One of the required readings for my ECOMP 7007 class is FOCUS: Five Rules for Writing a Great Web Quest by Bernie Dodge, one of the innovators of the Web Quest. During a discussion of scaffolding, Dodge says, "In an earlier era when content was more stable..." This notion that content, and therefore information, knowledge, and understanding, can be unstable is a true construct of the information age. Being able to work with unstable content, with knowledge and understanding that may not mean the same thing, or even exist, in a few months or years, is a true 21st century challenge and an area where students need help developing the higher order thinking skills required to make sense of such a world.

Jack McLeod, as quoted at Weblogg-ed, discusses throwing away all of our current curriculum and starting to teach kids how to manage information. Perhaps this is where we are headed. I had a chemistry teacher in high school who insisted we not bother memorizing anything about chemistry. His belief was we would internalize what we needed on a regular basis (it took me ten years to forget Avogadro's number) and could look up anything else. He was very good at teaching us how to find what we needed.

We are all wrestling with just how unstable content has become. Blogs and the ability to create a community of shared meaning are a step toward sorting it all out.

Saturday, November 27, 2004

The Search Begins

I've begun researching the use of blogs in the classroom, and I am feeling a bit overwhelmed and underwhelmed all at once.

Quite a few bloggers out there are rather rabid, and I'm beginning to wonder if somehow the internet has spawned the solution to everyone, everywhere, finally getting along. Ah, hyperbole. Still, the excitement surrounding the power of blogs to give voice to the world is real. This excitement is infectious; how will my students engage in the world through blogs? The little I have seen in my early diggings gives me hope.

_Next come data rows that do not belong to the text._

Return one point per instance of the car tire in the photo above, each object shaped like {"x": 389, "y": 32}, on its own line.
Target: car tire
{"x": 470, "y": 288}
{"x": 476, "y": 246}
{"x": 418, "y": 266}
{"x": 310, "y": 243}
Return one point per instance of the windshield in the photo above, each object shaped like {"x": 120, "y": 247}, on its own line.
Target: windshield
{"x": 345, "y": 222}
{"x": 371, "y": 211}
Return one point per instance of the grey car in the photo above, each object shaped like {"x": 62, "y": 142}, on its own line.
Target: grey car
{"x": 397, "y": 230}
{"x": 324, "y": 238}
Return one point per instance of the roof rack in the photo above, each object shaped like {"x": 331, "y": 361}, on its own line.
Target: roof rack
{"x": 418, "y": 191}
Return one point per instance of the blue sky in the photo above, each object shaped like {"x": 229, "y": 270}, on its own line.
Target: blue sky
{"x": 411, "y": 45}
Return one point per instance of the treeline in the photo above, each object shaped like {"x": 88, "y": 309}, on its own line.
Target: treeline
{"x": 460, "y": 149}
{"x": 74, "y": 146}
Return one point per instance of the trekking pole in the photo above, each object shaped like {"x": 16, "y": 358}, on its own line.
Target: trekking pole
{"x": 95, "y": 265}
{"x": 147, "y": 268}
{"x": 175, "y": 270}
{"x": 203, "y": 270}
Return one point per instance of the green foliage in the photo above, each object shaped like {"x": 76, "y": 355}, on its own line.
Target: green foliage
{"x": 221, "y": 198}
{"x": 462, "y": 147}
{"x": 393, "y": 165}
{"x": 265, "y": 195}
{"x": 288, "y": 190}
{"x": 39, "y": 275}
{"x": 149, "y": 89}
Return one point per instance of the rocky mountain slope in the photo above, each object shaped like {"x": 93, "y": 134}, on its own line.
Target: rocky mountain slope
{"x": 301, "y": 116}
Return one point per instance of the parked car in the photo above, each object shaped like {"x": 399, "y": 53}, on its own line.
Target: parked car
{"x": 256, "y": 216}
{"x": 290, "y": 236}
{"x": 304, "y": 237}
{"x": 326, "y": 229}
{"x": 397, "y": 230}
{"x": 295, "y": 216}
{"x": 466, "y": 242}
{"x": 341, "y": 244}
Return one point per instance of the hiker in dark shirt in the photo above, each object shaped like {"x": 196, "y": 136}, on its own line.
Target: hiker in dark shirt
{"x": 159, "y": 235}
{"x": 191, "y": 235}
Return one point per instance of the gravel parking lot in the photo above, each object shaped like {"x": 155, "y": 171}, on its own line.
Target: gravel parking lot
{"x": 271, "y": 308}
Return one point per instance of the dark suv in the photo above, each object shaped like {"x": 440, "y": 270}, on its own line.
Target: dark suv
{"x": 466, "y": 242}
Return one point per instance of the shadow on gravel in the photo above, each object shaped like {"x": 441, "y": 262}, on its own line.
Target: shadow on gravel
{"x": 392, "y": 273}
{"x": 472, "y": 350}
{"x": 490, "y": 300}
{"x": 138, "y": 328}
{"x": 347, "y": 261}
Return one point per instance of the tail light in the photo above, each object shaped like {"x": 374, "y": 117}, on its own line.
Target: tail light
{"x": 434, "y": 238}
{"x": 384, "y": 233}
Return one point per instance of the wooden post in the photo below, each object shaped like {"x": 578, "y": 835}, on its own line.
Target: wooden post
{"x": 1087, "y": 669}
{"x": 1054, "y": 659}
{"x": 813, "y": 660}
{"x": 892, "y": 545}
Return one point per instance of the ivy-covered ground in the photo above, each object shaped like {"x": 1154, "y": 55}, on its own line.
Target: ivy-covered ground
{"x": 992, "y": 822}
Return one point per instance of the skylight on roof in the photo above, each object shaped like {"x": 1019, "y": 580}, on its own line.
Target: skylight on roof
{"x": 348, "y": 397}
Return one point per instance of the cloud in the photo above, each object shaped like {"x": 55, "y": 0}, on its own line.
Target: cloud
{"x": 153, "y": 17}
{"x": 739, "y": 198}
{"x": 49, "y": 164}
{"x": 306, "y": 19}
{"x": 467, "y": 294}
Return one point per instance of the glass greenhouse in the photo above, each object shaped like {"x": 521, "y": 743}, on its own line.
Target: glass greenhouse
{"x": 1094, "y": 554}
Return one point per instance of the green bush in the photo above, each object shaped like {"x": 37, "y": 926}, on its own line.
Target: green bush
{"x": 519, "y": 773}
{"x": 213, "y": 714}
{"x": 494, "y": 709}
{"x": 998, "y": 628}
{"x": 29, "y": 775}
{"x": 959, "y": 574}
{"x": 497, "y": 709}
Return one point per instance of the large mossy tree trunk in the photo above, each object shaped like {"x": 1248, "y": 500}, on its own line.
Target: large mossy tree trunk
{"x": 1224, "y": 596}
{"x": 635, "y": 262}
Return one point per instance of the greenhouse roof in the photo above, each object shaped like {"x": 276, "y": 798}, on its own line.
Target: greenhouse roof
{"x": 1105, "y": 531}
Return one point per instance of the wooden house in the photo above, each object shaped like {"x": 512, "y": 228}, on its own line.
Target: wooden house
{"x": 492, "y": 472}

I haven't, however, found much on many of the issues that a school-sponsored foray into the blogosphere ought to be creating. Where are the discussions of the child protection act? of protecting the privacy of minors? of protecting the teacher and district from lawsuits? I am fully enamoured with the glittering power of student-led publication, but the realist--the one who keeps me employed and pays the bills--knows this is not an area to charge into headlong. Indeed, there are very good reasons not to blog. The idea of the secret service visiting one of my students in the middle of the night because of something s/he wrote is chilling in the least.

I've only scratched the surface and there are so many questions. Questions are good.

Entering the Blogosphere

Hello World!

I have never been an early adopter of anything, but I do love technology and what it can do to give people a greater voice. So, now that blogs have been around for a bit and they appear to be sticking around, I have decided to play around with one and see what it is like.

I have been reading a few blogs for about three months now. My ongoing favorite is Aaron Swartz' blog. His frank, honest discussions of life now that he has started college are quite refreshing and remind me of what was going on in my head as a freshman. A true shame I didn't have the technology (or nerve ) to publish like this when I was in college.

My foray into blogs, though, is with a different purpose in mind. I see blogs as a wonderful, powerful way for my students to be heard beyond the walls of the classroom. I want them to start blogging, to extend and participate in conversations about what they are learning. But, before I can help them reach out into the ether and communicate, I need to know how it all works, so here I am.